Кажется, вызов его мыслительным способностям подействовал на Эдварда даже в таком состоянии. Он задумчиво взглянул на рукоятку меча. Потом на опухшее от слез лицо Генри. Потом опять на рукоятку меча.
– Она была с подпалиной, когда ты его принес, – проговорил Эдвард. – Я все думал, зачем ты искал меч без перчаток.
– Давай, гений. Еще немного. Если не считать меня идиотом, который ищет чужие вещи без перчаток, какой второй вариант?
– Подпалина уже была, когда ты его нашел, – сказал Эдвард, медленно моргая. – Но тогда… Тогда ее оставили до того, как спрятать меч. – Он заморгал чаще. – Нет. Нет, нет, это уже слишком. Нет.
Генри выдавил хриплый смешок, и у Эдварда что-то произошло с лицом, словно мышцы свело, только не так, как у мертвых, а ровно наоборот. Он понял.
А потом притянул Генри к себе с такой силой, будто пытался сломать ему ребра, и Генри сомкнул руки у него на спине. Он сидел, слушая, как громко у Эдварда бьется сердце, и думал о том, что даже если никогда не будет счастливее, чем в эту секунду, это неважно – такой момент стоит целой жизни.
Повернув голову, Генри увидел, что король смотрит на них, вцепившись в подлокотники трона. Неподалеку Освальд обнимал Джоанну, и Генри уже не знал точно, кого из них считает отцом. Кажется, обоих.
– Папа знает? – спросил Эдвард, и Генри кивнул.
Король нетвердо встал, словно дожидался разрешения, чтобы приблизиться, подошел к ним и сел на пол. Эдвард сильнее вцепился в Генри, как будто ждал наказания и пытался отгородиться, но король мягко отвел руки Генри в сторону и взял Эдварда за голову. Генри ждал, что отец заговорит, но тот молча поцеловал Эдварда в лоб, в глаза, в виски и прижал его к себе. Король выглядел таким хлипким по сравнению с мощным, широкоплечим Эдвардом, таким тощим и маленьким, что казалось, будто ребенок прижимает к себе взрослого, и Генри уткнулся лицом королю в бок, глядя на них обоих.

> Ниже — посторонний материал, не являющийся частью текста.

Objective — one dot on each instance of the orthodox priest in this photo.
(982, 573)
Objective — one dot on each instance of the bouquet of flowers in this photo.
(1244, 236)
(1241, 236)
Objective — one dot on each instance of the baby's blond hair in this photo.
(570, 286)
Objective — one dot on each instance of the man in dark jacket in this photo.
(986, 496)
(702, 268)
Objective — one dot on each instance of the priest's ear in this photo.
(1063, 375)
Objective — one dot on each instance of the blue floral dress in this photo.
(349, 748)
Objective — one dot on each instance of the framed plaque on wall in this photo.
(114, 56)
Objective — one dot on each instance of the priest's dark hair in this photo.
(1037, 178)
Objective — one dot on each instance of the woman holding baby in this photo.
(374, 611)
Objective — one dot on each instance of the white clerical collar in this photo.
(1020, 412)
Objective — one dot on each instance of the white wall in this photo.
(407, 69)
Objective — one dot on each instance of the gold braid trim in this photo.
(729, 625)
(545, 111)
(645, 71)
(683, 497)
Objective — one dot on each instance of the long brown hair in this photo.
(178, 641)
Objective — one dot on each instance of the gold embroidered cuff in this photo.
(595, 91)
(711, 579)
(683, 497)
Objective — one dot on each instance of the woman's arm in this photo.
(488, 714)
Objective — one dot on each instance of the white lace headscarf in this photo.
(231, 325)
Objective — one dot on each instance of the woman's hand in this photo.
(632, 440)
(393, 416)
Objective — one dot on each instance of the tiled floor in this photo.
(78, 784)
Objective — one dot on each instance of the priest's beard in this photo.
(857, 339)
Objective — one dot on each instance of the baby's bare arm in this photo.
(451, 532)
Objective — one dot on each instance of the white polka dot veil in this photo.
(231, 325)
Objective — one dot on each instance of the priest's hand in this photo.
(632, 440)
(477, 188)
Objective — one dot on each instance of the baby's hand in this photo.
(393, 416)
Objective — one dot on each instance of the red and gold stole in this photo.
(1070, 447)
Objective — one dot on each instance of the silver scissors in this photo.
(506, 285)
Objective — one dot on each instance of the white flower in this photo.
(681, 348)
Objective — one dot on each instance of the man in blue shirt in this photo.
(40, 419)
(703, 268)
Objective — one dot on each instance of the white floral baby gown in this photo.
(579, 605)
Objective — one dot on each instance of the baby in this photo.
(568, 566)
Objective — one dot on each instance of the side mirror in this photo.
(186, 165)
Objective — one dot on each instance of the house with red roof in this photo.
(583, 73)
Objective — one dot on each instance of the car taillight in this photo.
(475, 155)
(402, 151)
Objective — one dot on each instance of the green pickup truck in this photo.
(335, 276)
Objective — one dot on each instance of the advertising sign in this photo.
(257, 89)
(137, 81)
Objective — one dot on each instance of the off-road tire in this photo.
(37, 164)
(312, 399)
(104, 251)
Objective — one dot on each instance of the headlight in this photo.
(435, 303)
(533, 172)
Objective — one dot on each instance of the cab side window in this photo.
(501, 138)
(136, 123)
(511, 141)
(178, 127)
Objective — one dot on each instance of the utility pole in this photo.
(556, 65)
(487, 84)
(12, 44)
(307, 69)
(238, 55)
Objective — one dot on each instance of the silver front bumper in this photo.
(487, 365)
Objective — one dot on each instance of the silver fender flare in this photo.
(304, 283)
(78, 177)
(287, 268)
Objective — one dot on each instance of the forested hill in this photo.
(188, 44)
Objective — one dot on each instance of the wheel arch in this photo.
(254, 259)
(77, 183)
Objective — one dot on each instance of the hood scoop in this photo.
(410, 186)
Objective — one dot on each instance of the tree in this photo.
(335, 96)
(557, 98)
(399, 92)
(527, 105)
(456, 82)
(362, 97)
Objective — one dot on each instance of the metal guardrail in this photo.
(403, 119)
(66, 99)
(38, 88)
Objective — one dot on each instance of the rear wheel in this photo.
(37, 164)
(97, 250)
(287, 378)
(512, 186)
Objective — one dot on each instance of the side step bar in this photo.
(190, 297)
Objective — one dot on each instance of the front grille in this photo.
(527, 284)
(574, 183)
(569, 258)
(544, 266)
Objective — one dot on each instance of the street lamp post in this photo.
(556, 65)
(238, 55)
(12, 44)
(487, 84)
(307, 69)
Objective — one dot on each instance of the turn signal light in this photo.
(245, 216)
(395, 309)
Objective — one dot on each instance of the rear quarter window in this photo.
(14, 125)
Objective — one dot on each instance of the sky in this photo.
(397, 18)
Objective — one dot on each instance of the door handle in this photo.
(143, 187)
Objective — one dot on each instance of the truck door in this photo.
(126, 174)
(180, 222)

Когда они все наконец отцепились друг от друга, Генри, чувствуя себя размякшим и теплым, оглядел зал. Ничего не изменилось – придворные увлеченно шептались, Освальд хватался за Джоанну, едва не отрывая ее от пола, а вот существа затихли. Они собрались вокруг мальчика, сидевшего на полу: кошки, урча, лежали у него на коленях и на плечах, грибень обхватил за шею, скриплеры и Пальтишки устроились на полу, привалившись к его бокам.
Перси сидел спиной к придворным, толпившимся около окна, и горбился сильнее, чем обычно. Уши у него горели, и Генри вдруг понял: он боится повернуться, когда вокруг столько народу. Он, волшебник, создавший королевство, без Барса чувствует себя, как улитка без раковины. И Генри подошел ближе.